I will respond to this on the other open issue.
Hello,
I have recently tried to run the finetuning stage of rotation_3d algorithm on my BRATS dataset. However, I encountered this error:
Traceback (most recent call last): File "finetune.py", line 4, in
main()
File "/home/svu/e0310071/self-supervised-3d-tasks/self_supervised_3d_tasks/finetune.py", line 418, in main
init(run_complex_test, "test")
File "/home/svu/e0310071/self-supervised-3d-tasks/self_supervised_3d_tasks/utils/model_utils.py", line 67, in init
f(args)
File "/home/svu/e0310071/self-supervised-3d-tasks/self_supervised_3d_tasks/finetune.py", line 354, in run_complex_test
lambda: run_single_test(algorithm_def, gen_train, gen_val, True, False, x_test, y_test, lr,
File "/home/svu/e0310071/self-supervised-3d-tasks/self_supervised_3d_tasks/finetune.py", line 247, in try_until_no_nan
return func()
File "/home/svu/e0310071/self-supervised-3d-tasks/self_supervised_3d_tasks/finetune.py", line 357, in
logging_b_path, kwargs, clipnorm=clipnorm, clipvalue=clipvalue))

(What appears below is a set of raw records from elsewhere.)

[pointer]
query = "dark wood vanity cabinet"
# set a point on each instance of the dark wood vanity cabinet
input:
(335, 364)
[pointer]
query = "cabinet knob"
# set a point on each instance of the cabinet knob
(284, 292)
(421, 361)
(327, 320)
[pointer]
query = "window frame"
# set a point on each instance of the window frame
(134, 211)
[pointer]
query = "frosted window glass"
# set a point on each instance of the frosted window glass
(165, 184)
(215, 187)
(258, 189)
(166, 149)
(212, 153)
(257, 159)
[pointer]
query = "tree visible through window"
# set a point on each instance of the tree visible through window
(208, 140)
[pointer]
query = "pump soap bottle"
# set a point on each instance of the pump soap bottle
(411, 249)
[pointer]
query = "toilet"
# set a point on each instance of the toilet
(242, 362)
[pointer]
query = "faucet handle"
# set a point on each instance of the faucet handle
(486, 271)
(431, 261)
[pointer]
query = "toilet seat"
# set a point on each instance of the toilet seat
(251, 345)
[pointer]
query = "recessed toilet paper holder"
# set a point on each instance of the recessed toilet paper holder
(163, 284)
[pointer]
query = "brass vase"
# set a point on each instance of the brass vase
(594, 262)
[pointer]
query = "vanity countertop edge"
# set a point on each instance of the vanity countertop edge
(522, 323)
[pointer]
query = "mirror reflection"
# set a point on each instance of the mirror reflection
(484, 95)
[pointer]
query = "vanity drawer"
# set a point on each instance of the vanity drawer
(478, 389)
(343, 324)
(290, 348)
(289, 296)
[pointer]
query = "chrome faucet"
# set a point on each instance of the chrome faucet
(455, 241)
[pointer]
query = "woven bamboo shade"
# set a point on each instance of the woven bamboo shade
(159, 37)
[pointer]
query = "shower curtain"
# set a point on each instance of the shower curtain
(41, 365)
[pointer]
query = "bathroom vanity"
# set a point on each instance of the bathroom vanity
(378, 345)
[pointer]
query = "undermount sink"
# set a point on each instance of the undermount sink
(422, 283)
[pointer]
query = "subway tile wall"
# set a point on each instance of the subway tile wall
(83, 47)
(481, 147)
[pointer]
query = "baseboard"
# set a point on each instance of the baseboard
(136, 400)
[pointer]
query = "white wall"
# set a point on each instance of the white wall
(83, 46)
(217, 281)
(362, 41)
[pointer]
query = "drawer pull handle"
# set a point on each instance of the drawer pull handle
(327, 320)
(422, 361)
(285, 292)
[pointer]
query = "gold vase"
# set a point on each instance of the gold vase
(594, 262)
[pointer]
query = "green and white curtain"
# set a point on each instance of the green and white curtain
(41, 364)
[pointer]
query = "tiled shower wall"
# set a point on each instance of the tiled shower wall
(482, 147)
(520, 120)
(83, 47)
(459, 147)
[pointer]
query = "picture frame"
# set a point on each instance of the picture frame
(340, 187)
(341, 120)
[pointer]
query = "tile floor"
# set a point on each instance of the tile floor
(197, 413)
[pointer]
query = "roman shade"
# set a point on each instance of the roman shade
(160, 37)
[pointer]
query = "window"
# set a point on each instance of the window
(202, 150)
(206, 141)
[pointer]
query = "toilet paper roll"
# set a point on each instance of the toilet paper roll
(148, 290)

File "/home/svu/e0310071/self-supervised-3d-tasks/self_supervised_3d_tasks/finetune.py", line 174, in run_single_test
callbacks=w_callbacks,
File "/usr/local/lib/python3.6/dist-packages/tensorflow_core/python/keras/engine/training.py", line 819, in fit
use_multiprocessing=use_multiprocessing)
File "/usr/local/lib/python3.6/dist-packages/tensorflow_core/python/keras/engine/training_v2.py", line 342, in fit
total_epochs=epochs)
File "/usr/local/lib/python3.6/dist-packages/tensorflow_core/python/keras/engine/training_v2.py", line 128, in run_one_epoch
batch_outs = execution_function(iterator)
File "/usr/local/lib/python3.6/dist-packages/tensorflow_core/python/keras/engine/training_v2_utils.py", line 98, in execution_function
distributed_function(input_fn))
File "/usr/local/lib/python3.6/dist-packages/tensorflow_core/python/eager/def_function.py", line 568, in call
result = self._call(*args, *kwds)
File "/usr/local/lib/python3.6/dist-packages/tensorflow_core/python/eager/def_function.py", line 632, in _call
return self._stateless_fn(args, kwds)
File "/usr/local/lib/python3.6/dist-packages/tensorflow_core/python/eager/function.py", line 2363, in call
return graph_function._filtered_call(args, kwargs) # pylint: disable=protected-access
File "/usr/local/lib/python3.6/dist-packages/tensorflow_core/python/eager/function.py", line 1611, in _filtered_call
self.captured_inputs)
File "/usr/local/lib/python3.6/dist-packages/tensorflow_core/python/eager/function.py", line 1692, in _call_flat
ctx, args, cancellation_manager=cancellation_manager))
File "/usr/local/lib/python3.6/dist-packages/tensorflow_core/python/eager/function.py", line 545, in call
ctx=ctx)
File "/usr/local/lib/python3.6/dist-packages/tensorflow_core/python/eager/execute.py", line 67, in quick_execute
six.raise_from(core._status_to_exception(e.code, message), None)
File "", line 3, in raise_from
tensorflow.python.framework.errors_impl.InvalidArgumentError: Can not squeeze dim[5], expected a dimension of 1, got 2
[[node loss/model_6_loss/remove_squeezable_dimensions/Squeeze (defined at /home/svu/e0310071/self-supervised-3d-tasks/self_supervised_3d_tasks/finetune.py:174) ]] [Op:__inference_distributed_function_14995]
Function call stack: distributed_function
(some context) I am not sure if this context is relevant but I will still mention it. My BRATS image has dimension of (128,128,128,4), 4 channels for T1, T1-Gd, T2 and FLAIR. My BRATS labels has dimension of (128,128,128,4), 4 classes for background, edema, non-enhancing tumor and enhancing tumor.
After obtaining the above error, it appears that the model is not able to be trained.
I am unsure of the above error. Does anyone know whats the main issue and how to debug it? Really sorry for the trouble but appreciate it if anyone can help!